Eu fico olhando para sua mão estendida, mas não retribuo seu cumprimento.

- Você não vai apertar minha mão?! – Pergunta ele.

- Não! – Respondo secamente.

Ele parece insatisfeito com minha resposta e diz:

- Eu não mordo, pode apera minha mão.

- Eu sei. – Digo me virando para seguir o caminho de volta para a sala em que Vera está.

Ele então, me pega pelo braço, e me dar um puxão me fazendo olhar para ele novamente.

- O que você tem de linda, você tem de mal educada.

Eu olho para ele com um olhar de fúria e digo:

- Peço que solte o meu braço, se quiser continuar gozando de boa saúde.
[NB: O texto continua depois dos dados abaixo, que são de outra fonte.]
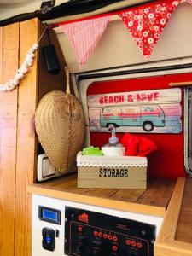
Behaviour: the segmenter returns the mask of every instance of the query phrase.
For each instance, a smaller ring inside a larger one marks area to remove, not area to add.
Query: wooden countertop
[[[28,191],[46,196],[135,212],[154,216],[164,216],[176,180],[148,181],[147,189],[78,189],[77,175],[33,184]]]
Ele solta uma gargalhada, e largando meu braço diz:

- Calma, eu só quero conhecer você.

Eu encaro seus lindos olhos verdes, que me encaram de volta.

De repente, eu começo a sentir um estranho desejo crescer dentro de mim.

Eu olho para seus lábios carnudos, que estão meio abertos; E percebo o quanto eles são tentadores.

Meus olhos continuam percorrendo por todo seu corpo, e quanto mais eu olho, mas crescer meu desejo por ele.

Ele é um homem bem alto, parece ter um metro e noventa de altura.

Seus cabelos são castanhos como os meus, mas são mais claro, quase beirando o loiro.

Ele tem também uma linda barba, e tem uma pele tão clarinha, que sua linda boca chega a ser rosa.

TENTADOR...

- Então, como ficamos? – Pergunta ele me tirando do meu delírio momentâneo.

- Como ficamos o que?! – Pergunto de volta.

- Você vai dizer seu nome sim ou não? – Pergunta ele impaciente.

- Não! – Digo me virando, e seguindo em direção á sala em que Vera provavelmente esteja fazendo alguma arte sexual com seu boy-man.

Dessa vez ele não vem atrás de mim, só fica observando eu me afastar.

E antes de entrar na sala, eu olho para trás, e ele me dar um sorriso malicioso.

Meia hora depois, me despeço de Vera e Thiago, e volto para casa.

Preciso acordar cedo, não tenho essa vida de boêmia dessa galera.

Tenho uma empresa para dirigir, mas antes de pegar no sono, me vejo pensando na naqueles lindos e tentadores olhos verdes.